I’ve noticed the silences.

I want to learn.

Sex, Rape - to some people, i guess they’re the same thing

Friday, March 23rd, 2007

There seems to be a great deal going on in this article.

Appeal Judge Draws Fire Over Sex Consent [Look, it’s news from Australia!]

APPEAL court judges have erased an alleged rapist’s criminal record after ruling that a man could not rape and have consensual sex with a woman in the same encounter….At trial, the jury heard the 54-year-old defendant drove the woman to a location as a favour, saying “it will cost you”. Shetestified he took her to an isolated area and partially undressed her,then forced her to perform fellatio and have intercourse. The defendant argued the woman consented and the jury verdict was “unreasonable”.

Having done some reading, the jury apparently agreed the sex was non-consensual because she had a condition that caused all vaginal sex to be painful for her.

In his judgment, Chief Justice John Doyle said there was “no satisfactory explanation” for the verdicts, because the charges came from the same evidence.

Which is where my brain starts to get a bit broken.

First - heck yeah! She said she didn’t consent to either sex act, so why won’t the jury believe on both?

Second - what? I’ll have you know that I can be quite happy to have oral sex with someone and not feel up to anything else. One sex act can be consented to and it doesn’t mean I’m going to do anything else. If that second sex act is forced on me it’s still rape.

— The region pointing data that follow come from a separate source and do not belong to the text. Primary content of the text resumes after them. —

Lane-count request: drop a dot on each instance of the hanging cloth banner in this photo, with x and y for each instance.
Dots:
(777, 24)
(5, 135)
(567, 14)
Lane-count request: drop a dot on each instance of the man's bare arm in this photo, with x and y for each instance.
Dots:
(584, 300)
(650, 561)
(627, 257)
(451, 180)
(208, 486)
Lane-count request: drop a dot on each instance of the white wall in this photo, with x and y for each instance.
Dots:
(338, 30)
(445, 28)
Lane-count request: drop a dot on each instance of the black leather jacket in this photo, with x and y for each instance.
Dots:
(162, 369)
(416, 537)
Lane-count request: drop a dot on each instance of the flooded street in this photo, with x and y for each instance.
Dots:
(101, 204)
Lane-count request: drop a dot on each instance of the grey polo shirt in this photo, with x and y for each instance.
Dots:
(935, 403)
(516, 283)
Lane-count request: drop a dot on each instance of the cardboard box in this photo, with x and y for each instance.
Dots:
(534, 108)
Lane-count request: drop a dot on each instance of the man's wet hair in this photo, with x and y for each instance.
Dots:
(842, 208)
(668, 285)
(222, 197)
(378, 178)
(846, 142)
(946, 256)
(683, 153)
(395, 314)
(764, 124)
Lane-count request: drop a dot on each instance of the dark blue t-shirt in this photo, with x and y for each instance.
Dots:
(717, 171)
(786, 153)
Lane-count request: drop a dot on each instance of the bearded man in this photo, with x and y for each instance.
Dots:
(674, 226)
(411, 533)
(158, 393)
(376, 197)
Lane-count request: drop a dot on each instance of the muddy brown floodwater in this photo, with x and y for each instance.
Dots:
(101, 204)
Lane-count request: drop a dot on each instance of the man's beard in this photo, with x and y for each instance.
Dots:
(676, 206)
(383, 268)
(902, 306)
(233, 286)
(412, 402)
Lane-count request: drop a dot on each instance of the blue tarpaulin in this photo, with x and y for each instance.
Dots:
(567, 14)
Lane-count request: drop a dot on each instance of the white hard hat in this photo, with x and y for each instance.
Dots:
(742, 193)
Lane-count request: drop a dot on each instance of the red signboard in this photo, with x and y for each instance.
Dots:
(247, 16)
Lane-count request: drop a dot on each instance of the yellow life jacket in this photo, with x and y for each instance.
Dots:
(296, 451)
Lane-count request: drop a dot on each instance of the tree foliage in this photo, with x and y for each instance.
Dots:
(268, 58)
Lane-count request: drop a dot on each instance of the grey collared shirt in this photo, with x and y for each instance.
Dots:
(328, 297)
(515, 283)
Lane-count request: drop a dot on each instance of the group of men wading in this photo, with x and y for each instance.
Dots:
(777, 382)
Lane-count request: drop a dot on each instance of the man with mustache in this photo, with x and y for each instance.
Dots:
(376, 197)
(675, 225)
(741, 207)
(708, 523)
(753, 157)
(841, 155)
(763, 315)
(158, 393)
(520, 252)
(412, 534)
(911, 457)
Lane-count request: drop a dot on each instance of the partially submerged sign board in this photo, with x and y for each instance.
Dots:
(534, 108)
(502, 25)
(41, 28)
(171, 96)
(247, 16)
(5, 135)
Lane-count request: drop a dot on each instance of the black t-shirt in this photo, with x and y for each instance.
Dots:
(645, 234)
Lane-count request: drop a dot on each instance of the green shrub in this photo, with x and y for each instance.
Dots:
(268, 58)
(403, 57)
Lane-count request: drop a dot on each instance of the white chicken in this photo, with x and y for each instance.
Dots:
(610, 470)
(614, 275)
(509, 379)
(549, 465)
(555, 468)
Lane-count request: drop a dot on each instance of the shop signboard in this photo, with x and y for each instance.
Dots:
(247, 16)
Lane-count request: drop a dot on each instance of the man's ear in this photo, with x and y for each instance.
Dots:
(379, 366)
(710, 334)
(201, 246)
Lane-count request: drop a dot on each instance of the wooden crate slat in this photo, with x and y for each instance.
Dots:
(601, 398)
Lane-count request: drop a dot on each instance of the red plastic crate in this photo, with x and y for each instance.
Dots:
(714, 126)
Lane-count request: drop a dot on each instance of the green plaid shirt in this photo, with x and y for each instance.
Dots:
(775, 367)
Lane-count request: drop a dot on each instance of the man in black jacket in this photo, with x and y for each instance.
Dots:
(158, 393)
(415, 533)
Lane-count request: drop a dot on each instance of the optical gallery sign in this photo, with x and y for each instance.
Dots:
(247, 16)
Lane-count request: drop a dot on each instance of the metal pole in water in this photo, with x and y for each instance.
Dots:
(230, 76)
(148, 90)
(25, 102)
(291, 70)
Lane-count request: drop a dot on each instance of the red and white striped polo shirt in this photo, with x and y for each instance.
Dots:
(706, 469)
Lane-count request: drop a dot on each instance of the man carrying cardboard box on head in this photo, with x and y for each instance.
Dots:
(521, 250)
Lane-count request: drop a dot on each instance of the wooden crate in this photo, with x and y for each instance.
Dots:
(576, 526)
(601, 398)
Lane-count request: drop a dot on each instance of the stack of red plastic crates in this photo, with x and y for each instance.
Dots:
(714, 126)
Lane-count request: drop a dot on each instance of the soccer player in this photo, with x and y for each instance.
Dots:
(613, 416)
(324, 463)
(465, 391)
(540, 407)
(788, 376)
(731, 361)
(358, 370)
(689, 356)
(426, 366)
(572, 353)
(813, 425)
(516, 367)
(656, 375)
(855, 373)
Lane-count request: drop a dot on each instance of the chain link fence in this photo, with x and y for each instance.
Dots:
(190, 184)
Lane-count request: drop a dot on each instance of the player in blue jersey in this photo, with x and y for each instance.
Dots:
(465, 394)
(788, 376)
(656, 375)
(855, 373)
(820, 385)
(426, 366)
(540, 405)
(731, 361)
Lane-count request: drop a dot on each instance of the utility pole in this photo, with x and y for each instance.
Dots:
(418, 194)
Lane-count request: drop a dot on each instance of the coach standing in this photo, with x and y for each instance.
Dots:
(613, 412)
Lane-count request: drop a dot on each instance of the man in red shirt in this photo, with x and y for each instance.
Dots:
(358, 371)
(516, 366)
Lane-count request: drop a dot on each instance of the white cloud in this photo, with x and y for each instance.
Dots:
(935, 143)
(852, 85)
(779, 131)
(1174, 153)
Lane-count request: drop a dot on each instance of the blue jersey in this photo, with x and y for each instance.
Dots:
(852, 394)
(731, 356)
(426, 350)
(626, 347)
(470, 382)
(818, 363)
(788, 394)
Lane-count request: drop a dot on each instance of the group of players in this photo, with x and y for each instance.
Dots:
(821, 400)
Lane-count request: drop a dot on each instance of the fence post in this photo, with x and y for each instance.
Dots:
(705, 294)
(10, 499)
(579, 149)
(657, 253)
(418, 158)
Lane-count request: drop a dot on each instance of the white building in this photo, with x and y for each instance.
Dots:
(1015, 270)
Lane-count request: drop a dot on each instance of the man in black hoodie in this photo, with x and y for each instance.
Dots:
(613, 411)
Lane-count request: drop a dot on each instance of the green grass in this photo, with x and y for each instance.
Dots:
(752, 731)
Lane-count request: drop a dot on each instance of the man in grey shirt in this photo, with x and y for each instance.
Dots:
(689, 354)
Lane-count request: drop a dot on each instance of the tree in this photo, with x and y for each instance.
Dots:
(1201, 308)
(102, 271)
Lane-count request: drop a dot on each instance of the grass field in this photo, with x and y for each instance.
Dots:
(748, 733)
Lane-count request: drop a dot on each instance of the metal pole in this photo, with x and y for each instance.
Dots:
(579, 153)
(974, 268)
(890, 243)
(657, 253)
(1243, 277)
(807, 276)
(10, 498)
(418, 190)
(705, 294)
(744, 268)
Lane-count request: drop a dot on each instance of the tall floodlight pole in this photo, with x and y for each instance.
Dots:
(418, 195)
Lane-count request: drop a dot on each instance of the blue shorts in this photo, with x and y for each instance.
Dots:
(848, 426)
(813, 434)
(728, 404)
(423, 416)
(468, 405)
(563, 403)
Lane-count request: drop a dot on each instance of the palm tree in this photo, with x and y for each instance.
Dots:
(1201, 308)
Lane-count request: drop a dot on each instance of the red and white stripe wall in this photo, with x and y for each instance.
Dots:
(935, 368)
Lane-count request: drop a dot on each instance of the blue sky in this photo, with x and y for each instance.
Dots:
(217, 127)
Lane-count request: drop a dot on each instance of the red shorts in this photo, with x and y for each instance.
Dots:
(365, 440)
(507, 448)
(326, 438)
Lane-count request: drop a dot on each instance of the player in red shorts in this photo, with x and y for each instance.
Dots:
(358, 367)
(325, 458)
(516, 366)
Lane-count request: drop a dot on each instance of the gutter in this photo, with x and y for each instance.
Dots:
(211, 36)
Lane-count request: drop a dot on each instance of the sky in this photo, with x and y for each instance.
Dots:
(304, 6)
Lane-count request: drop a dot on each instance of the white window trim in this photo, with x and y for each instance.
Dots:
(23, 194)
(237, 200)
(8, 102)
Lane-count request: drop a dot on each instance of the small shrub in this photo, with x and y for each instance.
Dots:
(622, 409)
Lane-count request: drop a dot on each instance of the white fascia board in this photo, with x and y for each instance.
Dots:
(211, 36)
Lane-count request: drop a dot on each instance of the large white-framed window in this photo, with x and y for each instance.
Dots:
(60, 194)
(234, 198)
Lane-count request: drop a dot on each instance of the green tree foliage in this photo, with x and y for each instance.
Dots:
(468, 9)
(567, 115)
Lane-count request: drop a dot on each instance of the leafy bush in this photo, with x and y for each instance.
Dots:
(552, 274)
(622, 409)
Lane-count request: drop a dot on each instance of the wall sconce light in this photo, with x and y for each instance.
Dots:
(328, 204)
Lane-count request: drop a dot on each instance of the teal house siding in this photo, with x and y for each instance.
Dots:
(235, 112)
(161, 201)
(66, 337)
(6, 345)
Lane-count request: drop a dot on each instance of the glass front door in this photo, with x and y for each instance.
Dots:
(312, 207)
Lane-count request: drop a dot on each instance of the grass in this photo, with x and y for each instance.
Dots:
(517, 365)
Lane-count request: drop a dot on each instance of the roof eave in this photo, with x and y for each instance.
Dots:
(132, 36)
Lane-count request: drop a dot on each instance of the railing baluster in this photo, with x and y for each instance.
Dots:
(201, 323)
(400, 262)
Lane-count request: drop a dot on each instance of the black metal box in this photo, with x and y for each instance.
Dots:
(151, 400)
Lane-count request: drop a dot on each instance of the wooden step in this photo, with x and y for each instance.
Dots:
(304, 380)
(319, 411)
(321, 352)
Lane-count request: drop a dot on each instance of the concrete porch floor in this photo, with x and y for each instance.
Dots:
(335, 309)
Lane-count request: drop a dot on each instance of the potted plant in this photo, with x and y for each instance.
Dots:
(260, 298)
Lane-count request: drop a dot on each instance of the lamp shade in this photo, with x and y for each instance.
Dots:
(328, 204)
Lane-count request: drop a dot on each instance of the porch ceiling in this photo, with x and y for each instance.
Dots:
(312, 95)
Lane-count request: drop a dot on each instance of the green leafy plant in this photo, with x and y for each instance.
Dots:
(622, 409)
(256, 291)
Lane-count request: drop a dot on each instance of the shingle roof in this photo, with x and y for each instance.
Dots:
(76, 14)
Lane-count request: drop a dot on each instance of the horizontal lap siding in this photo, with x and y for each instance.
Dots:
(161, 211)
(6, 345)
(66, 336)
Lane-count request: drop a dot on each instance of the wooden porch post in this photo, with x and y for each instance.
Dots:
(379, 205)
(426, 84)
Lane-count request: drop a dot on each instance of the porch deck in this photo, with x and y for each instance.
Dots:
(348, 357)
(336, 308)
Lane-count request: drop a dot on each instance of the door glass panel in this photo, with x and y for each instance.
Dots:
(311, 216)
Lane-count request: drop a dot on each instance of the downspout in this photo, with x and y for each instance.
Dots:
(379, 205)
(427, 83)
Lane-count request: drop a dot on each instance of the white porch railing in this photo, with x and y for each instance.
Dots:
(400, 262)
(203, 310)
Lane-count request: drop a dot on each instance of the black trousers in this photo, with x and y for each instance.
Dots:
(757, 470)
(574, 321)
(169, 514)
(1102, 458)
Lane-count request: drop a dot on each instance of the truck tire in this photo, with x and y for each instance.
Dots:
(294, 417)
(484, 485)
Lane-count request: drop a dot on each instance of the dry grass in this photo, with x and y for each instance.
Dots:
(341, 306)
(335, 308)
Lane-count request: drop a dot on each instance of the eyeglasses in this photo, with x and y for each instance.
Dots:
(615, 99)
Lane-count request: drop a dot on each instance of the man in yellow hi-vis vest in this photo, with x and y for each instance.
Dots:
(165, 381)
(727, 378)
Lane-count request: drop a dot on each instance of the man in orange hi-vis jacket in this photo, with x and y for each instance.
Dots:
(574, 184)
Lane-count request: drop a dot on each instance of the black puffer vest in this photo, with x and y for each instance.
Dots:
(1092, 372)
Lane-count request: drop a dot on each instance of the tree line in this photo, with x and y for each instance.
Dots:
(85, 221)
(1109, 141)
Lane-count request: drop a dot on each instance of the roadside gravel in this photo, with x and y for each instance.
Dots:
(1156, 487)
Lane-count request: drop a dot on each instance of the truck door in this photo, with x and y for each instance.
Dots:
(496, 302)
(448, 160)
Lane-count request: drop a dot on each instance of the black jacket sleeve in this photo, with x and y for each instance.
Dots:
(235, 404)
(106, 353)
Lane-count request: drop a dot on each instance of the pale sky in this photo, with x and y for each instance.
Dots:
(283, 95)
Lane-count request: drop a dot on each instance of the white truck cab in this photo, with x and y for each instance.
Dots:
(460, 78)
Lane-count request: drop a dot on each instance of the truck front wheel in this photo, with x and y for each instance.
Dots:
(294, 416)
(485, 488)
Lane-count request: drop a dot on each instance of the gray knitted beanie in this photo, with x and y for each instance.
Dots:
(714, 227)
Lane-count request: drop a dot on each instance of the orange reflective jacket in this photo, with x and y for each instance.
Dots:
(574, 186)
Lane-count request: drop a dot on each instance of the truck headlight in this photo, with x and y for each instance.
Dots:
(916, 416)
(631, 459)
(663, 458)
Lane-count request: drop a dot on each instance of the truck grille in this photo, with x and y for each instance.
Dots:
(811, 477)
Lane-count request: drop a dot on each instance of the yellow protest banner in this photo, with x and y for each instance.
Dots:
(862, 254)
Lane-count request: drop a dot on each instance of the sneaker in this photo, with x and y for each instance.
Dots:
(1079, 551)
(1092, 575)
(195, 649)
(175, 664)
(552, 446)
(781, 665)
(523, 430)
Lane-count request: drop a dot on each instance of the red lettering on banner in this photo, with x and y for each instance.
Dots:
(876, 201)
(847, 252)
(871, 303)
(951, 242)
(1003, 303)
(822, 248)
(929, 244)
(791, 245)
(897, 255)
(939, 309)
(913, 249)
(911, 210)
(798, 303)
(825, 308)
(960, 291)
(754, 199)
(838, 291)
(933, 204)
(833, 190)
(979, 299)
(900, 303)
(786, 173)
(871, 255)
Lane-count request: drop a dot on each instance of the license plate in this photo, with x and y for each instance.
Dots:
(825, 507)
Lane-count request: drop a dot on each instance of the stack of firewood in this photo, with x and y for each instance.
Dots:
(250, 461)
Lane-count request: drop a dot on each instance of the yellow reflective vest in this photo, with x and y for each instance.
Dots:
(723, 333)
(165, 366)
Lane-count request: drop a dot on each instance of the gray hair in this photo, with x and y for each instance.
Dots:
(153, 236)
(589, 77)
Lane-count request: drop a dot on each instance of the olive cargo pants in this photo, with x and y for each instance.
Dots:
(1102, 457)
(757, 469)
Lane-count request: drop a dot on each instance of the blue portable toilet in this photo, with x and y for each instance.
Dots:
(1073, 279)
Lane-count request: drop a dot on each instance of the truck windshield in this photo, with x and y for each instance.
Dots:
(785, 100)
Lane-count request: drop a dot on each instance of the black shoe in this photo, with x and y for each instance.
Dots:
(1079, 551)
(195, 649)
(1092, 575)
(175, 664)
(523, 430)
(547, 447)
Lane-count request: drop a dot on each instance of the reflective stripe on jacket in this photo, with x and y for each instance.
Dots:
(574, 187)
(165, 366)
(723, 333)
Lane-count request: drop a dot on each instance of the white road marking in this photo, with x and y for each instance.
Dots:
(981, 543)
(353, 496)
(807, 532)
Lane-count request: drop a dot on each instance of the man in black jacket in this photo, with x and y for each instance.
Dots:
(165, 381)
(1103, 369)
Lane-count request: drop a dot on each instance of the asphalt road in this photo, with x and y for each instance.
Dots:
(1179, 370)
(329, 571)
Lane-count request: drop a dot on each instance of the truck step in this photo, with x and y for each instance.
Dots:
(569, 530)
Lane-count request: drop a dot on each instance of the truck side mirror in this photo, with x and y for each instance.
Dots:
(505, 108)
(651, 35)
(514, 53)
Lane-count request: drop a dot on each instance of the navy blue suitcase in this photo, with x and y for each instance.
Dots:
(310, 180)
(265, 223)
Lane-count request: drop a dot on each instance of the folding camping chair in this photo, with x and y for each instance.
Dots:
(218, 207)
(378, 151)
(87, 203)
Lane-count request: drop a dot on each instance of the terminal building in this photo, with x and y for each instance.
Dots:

Yesterday,the State Government vowed to table new laws, wherein sex would become rape as soon as consent was withdrawn – even if the act had already begun.

Darn skippy.

Opposition legal affairs spokeswoman Isobel Redmond warned the new laws may interfere in people’s private lives. “When reading the legislation, one gets the feeling even married couples will need to sign a contract before they have sex,” she said. “You reach a point where you’re trying to legislate for every human behaviour. It’s not possible and it doesn’t lead to justice.”

Wow.

Yeah. Because (wait for it):

OBVIOUSLY it is a big huge deal to say to your sexual partner “Is this what you want?” OBVIOUSLY we will RUIN MARRIED SEX if we insist that no does in fact mean no. That no means no if I’ve had sex with you before, that no means no if I’ve had sex with you five minutes ago, that no means no IF I MARRIED YOU.

Where does Isobel Redmond get the idea that being sure your partner is wanting what you’re doing is such a horrible burden? Isn’t that supposed to be part of the fun?